Realität trifft Theater

Von Max Thomas Mehr · 16.01.2013
Kann das Theater die Finanzkrise aufarbeiten? Der Wirtschaftsjournalist Max Thomas Mehr hat grundlegende Zweifel. Er meint: Eine echte Aufklärung scheitert bislang an der Verschwiegenheit in der Finanzbranche.
Der Dokumentarfilmer und Theatermacher Andres Veiel hat eine besondere Stärke: Er bringt Menschen zum Reden, die eigentlich schweigen wollen.

Das war so bei seinem Film "Black Box BRD" über die RAF-Terroristen und bei seinem Theaterstück "Kick" über rechtsradikale Mörder. Für seine Inszenierung "Himbeerreich" hat Andres Veiel lange Gespräche in der Finanzbranche geführt - mit einfachen Bankmitarbeitern genauso wie mit hochrangigen Managern.

All diese Protagonisten haben eins gemein: Sie wollten sich in der Anonymität verstecken. Im Falle der Banker wachten darüber sogar Anwälte.

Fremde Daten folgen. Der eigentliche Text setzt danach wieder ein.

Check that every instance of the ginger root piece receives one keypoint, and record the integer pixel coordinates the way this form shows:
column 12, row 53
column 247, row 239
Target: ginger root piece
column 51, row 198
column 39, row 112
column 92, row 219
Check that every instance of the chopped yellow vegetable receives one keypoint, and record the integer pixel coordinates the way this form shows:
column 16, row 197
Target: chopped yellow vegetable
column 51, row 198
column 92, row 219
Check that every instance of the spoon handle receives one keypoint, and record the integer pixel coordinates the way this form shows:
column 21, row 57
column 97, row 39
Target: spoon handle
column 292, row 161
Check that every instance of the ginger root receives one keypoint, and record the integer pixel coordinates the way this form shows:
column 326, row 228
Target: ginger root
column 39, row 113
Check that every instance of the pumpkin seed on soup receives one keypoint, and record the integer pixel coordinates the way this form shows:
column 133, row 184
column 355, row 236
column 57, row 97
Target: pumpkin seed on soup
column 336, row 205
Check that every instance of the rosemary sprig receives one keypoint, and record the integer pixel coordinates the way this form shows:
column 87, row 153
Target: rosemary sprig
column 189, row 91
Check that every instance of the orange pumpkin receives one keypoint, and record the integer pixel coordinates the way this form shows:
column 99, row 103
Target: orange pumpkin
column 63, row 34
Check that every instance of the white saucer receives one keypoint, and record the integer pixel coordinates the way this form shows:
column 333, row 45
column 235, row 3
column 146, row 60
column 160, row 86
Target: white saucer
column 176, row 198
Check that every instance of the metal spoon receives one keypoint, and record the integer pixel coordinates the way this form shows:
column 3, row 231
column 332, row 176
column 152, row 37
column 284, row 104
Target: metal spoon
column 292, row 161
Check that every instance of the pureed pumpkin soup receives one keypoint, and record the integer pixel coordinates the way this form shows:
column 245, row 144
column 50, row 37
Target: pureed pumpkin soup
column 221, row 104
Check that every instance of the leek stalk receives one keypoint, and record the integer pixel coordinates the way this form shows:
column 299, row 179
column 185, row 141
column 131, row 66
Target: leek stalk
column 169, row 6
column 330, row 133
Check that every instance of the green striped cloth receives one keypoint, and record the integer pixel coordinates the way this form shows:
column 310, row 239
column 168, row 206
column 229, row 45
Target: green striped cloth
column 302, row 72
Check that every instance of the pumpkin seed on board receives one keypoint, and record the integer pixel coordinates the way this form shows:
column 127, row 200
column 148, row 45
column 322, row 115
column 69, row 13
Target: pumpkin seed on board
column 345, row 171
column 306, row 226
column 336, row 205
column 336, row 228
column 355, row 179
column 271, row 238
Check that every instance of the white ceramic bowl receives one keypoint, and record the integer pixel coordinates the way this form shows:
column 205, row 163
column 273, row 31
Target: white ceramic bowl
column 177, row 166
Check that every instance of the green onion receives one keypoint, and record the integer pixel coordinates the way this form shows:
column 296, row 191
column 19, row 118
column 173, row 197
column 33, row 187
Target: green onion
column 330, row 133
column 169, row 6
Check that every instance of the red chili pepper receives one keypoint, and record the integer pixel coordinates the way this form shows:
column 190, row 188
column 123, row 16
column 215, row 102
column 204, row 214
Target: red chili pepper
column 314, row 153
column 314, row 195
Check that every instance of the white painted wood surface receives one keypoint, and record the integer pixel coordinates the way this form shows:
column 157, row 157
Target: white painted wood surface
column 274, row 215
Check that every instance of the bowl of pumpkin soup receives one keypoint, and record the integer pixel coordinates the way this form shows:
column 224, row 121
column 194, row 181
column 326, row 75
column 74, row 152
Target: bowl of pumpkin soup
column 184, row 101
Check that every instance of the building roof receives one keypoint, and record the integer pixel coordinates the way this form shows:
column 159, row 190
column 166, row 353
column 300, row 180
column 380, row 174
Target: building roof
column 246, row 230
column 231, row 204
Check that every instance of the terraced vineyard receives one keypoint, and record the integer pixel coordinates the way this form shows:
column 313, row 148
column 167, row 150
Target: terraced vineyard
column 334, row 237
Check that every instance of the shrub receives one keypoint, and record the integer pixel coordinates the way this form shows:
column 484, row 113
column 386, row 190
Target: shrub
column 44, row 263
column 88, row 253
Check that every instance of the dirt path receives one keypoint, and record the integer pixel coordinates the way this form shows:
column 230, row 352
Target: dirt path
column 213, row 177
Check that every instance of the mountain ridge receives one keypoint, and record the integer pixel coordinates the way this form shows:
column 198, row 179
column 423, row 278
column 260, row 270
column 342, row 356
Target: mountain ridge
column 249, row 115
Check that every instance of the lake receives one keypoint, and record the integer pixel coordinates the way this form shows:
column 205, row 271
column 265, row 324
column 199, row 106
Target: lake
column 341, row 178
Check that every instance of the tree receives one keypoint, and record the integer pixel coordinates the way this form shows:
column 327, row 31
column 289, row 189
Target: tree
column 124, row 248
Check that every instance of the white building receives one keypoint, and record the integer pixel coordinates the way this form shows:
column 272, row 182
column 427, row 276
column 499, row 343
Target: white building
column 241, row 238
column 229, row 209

Das ist der einfache Grund, weshalb Veiel seine Gesprächsprotokolle aus der Welt der Investmentbanker nicht zu einem Dokumentarfilm verdichten konnte, sondern das Destillat seiner Erkundungen in sechs Rollen von Schauspielern auf der Bühne sprechen lässt – vom Aufsichtsrat bis zum Vorstandsfahrer.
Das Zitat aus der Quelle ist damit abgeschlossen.